Connecting Datasets
Connecting a data source to Datafi gives your organization federated, governed access to that data without moving or copying it. The connection workflow walks you through seven steps, from selecting a connector to configuring user access rules.
Before You Begin
Make sure you have the following ready:
- Database credentials -- A username and password (or other authentication method) with read access to the target database.
- Network access -- An Edge Server deployed in the same network as your data source, or a cloud-hosted Edge Server with connectivity to it.
- Permissions -- You must have the Data Owner role in Datafi to connect a new dataset.
The Edge Server you select determines the network path between Datafi and your data source. Always choose the Edge Server that is closest to your database -- ideally one deployed in the same VPC, subnet, or on-premises network.

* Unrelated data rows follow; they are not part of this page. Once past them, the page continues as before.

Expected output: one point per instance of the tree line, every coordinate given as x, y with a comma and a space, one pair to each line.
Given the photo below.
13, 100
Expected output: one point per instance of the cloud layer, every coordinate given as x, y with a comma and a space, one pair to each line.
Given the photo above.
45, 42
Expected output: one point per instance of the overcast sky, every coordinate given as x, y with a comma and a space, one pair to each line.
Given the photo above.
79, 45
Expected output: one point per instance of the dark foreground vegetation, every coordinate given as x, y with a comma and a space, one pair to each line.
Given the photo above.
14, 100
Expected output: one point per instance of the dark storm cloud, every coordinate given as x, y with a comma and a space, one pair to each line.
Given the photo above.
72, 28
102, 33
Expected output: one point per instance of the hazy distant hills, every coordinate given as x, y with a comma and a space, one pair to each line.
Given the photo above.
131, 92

Selecting a distant Edge Server increases query latency and can cause connection timeouts.
The 7-Step Connection Process
Step 1: Select a Connector
Open the Data Catalog and click Add Dataset. You are presented with the full list of supported connectors. Choose the one that matches your data source:
- Relational databases -- MySQL, PostgreSQL, Aurora, MariaDB, MSSQL, Oracle
- Data warehouses -- Snowflake, Databricks, BigQuery, Synapse
- SaaS platforms -- Salesforce, Dynamics 365, NetSuite
Click the connector tile to proceed.
Step 2: Provide a Dataset Name
Enter a Dataset Name that your team will use to identify this source inside Datafi. Choose something descriptive and unique within your workspace -- for example, production-orders-db or salesforce-west-region.
The dataset name is how users discover this source in the catalog. Use a consistent naming pattern across your organization so that datasets are easy to find and distinguish.
Step 3: Select an Edge Server
Choose the Edge Server that will broker the connection between Datafi and your database. The dropdown lists every Edge Server registered in your workspace along with its status and region.
Step 4: Configure Connection Credentials
Fill in the credential fields required by your chosen connector. The exact fields vary by connector type, but common fields include:
| Field | Description |
|---|---|
| Database Name | The name of the specific database or catalog you want to connect to. |
| Username | The database user account Datafi will use to authenticate. |
| Auth Type | The authentication method -- password, key pair, OAuth, or token, depending on the connector. |
| Account | The account identifier, used primarily by cloud warehouses such as Snowflake. |
| Warehouse | The compute warehouse to use for queries (Snowflake and similar platforms). |
| Schema | The default schema to expose. You can adjust schema visibility later. |
| Role | The database role assumed during queries (Snowflake and similar platforms). |
Use a database account with the minimum permissions necessary. Datafi only needs read access for federated queries. Granting broader permissions increases your security surface without adding functionality.
Step 5: Test and Review the Connection
After you submit your credentials, Datafi attempts to connect to the data source through the selected Edge Server. If the connection succeeds, the platform retrieves the schema -- tables, columns, data types, and relationships -- and displays it for your review.
Review the schema carefully:
- Confirm that the expected tables and columns are present.
- Verify data types are detected correctly.
- Note any tables you may want to exclude from user access later.
If the connection fails, check your credentials, network configuration, and Edge Server status, then try again.
Step 6: Set Up User Access
Define who can access this dataset and what they can see. You can:
- Invite specific users by email address.
- Assign users the Data Owner or Data User role for this dataset.
- Restrict access to specific tables or columns.
You can also skip this step and configure access later from the dataset details page.
Step 7: Set Up Dataset Rules
Configure any dataset-level rules that govern how the data is accessed:
- Row-level policies -- Restrict which rows a user or group can see based on column values.
- Column-level policies -- Hide or mask sensitive columns for specific roles.
- Query limits -- Set maximum row counts or execution time limits.
Once you save your rules, the dataset appears in the Data Catalog and is available to authorized users immediately.
After Connecting
Once the dataset is live, you can:
- Browse its schema from the dataset details page.
- Query it using the Datafi query editor or natural-language chat.
- Share it with additional users or external partners.
- Apply tags, descriptions, and regional metadata to improve discoverability.
For ongoing management tasks, see Managing Datasets.